GAO Report Calls For EPA To Better Track Perchlorate Pollution
EPA should work with the states and other federal agencies to establish a formal structure to track and monitor perchlorate detections and the status of cleanup efforts in the United States and its territories, a report from the Government Accountability Office recommended.
A GAO report, made public June 21, stated that without a formal system to track and monitor perchlorate findings and cleanup activities, EPA and the states do not have the most current and complete accounting of perchlorate as an emerging contaminant of concern, including the extent of perchlorate found and the extent or effectiveness of cleanup projects. "As a result, a greater number of contaminated sites than we reported may already exist," GAO stated.
Additionally, the Defense Department is reluctant to sample for contamination near active military bases unless required by law. "Except where there is a specific legal requirement, DOD's perchlorate sampling policy requires the services to sample only under certain conditions. Cleanup is planned or under way at 51 of the almost 400 perchlorate-contaminated sites identified to date," GAO stated.
Perchlorate contamination has been found in water and soil at almost 400 sites in the United States where concentration levels ranged from a minimum reporting level of 4 parts per billion (ppb) to millions of ppb. More than one-half of all sites were in California and Texas, and sites in Arkansas, California, Texas, Nevada and Utah had some of the highest concentration levels. Yet, most sites had lower levels of contamination; roughly two-thirds of sites had concentration levels at or below the EPA's provisional cleanup standard of 18 ppb.
Public drinking water systems accounted for more than one-third of the sites where perchlorate was found. EPA sampled more than 3,700 public drinking water systems and found perchlorate in 153 systems across 26 states and two U.S. commonwealths. Perchlorate concentration levels found at public drinking water systems ranged from 4 ppb to 420 ppb. However, only 14 of the 153 public drinking water systems had concentration levels above 24.5 ppb.
Although there is no specific federal requirement to clean up perchlorate or a specific perchlorate cleanup standard, EPA and state environmental agencies have investigated, sampled and cleaned up unregulated contaminants, such as perchlorate, under various federal environmental laws and regulations. Further, under certain federal and state environmental laws, private industry may be required to sample for contaminants, such as perchlorate. According to EPA and state officials, private industry and public water suppliers have generally complied with regulations requiring sampling and agency requests to sample.
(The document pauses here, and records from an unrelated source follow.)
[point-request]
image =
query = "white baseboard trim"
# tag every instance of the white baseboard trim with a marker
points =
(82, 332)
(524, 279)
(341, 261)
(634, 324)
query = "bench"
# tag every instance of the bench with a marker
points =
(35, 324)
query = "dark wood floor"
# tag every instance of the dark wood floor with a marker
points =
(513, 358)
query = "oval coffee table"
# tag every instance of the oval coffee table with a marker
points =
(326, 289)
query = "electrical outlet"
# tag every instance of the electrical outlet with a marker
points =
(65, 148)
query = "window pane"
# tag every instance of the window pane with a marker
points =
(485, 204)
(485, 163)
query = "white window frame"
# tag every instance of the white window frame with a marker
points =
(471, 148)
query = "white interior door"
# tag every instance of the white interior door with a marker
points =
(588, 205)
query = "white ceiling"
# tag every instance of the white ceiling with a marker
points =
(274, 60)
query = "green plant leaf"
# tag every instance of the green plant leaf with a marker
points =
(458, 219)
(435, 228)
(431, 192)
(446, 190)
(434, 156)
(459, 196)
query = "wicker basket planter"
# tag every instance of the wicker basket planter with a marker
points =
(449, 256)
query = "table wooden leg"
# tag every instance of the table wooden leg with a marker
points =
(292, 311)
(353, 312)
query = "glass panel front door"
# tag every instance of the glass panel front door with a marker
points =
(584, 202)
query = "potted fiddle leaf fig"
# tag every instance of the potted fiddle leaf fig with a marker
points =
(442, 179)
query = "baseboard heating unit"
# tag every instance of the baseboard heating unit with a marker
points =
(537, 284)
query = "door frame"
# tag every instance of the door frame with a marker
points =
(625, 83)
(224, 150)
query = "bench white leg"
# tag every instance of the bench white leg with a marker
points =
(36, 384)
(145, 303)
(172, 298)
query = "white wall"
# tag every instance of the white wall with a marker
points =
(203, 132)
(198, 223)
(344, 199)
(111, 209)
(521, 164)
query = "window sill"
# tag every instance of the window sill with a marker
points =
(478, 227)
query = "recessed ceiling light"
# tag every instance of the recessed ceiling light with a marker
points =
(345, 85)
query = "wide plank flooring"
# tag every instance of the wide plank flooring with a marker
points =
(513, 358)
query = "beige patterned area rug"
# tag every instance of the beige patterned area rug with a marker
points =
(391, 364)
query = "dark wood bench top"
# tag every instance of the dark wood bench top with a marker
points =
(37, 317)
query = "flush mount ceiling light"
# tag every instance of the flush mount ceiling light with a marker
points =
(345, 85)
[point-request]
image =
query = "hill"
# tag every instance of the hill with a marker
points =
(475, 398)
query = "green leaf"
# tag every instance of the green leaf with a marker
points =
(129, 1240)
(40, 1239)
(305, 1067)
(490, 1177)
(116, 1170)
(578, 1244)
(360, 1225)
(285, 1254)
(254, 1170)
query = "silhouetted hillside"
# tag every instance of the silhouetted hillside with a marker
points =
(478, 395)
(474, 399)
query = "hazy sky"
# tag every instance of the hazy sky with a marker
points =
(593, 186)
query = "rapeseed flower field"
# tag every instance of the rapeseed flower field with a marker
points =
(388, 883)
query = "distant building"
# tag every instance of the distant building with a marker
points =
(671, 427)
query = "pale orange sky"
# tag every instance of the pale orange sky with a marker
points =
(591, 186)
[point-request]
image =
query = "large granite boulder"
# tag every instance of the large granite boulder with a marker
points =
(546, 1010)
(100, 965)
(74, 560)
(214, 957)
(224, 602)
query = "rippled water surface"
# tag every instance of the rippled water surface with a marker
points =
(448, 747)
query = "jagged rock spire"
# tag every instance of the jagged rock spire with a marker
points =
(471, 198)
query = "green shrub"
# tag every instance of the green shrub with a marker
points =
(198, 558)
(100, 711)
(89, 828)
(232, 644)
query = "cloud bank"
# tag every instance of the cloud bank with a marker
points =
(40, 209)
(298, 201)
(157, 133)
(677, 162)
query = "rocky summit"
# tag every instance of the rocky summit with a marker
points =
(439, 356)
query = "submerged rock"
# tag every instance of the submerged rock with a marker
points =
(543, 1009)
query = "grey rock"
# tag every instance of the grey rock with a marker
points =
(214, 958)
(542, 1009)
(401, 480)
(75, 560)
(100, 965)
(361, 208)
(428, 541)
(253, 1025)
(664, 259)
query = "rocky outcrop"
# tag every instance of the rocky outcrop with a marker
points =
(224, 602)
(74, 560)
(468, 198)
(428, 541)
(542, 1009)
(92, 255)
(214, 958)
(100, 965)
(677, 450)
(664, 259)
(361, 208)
Since 1998, EPA and DOD have sponsored a number of perchlorate health risk studies using varying study methodologies. GAO reviewed 90 of these studies that generally examined whether and how perchlorate affected the thyroid. About one-quarter concluded that perchlorate had an adverse effect. In January, the National Academies' National Research Council reported on the potential health effects of perchlorate and concluded that a total exposure level from all sources, higher than that initially recommended by EPA (a dose equivalent to 1 ppb in drinking water, assuming that all exposure came from drinking water) may not adversely affect a healthy adult. On the basis of NAS' report (http://www.nap.edu/catalog/11202.html), EPA revised its reference dose to a level that is equivalent to 24.5 ppb in drinking water (if it is assumed that all exposure comes only from drinking water).
EPA agreed with GAO's findings and conclusions on the extent of perchlorate in the United States and also agreed that defense-related activities have been found to be associated with perchlorate detections. However, EPA did not agree with GAO's recommendation that it establish a formal structure to centrally track and monitor perchlorate detections and the status of cleanup efforts across the federal government and state agencies.
DOD, in commenting on a draft of the report, stated that GAO did not provide an accurate assessment of perchlorate issues and activities. DOD asserted that the report mischaracterized DOD's response to perchlorate and cited examples of where DOD has sampled and invested in cleanup technologies, even though perchlorate is currently unregulated. Finally, DOD disagreed with GAO's recommendation that EPA establish a more formal structure to centrally track and monitor perchlorate because it believes that it is not clear that such a system will provide added value.
DOD stated that it will continue to share its information on perchlorate. However, in its comments on this report, DOD provided information on four locations where perchlorate has been found, in one case as long as five years ago, but these locations do not appear on EPA's list of perchlorate detection sites, according to GAO. "Whether this omission occurred as a result of a DOD or an EPA oversight is unknown, but it underscores the need for a more structured and formalized system," GAO stated.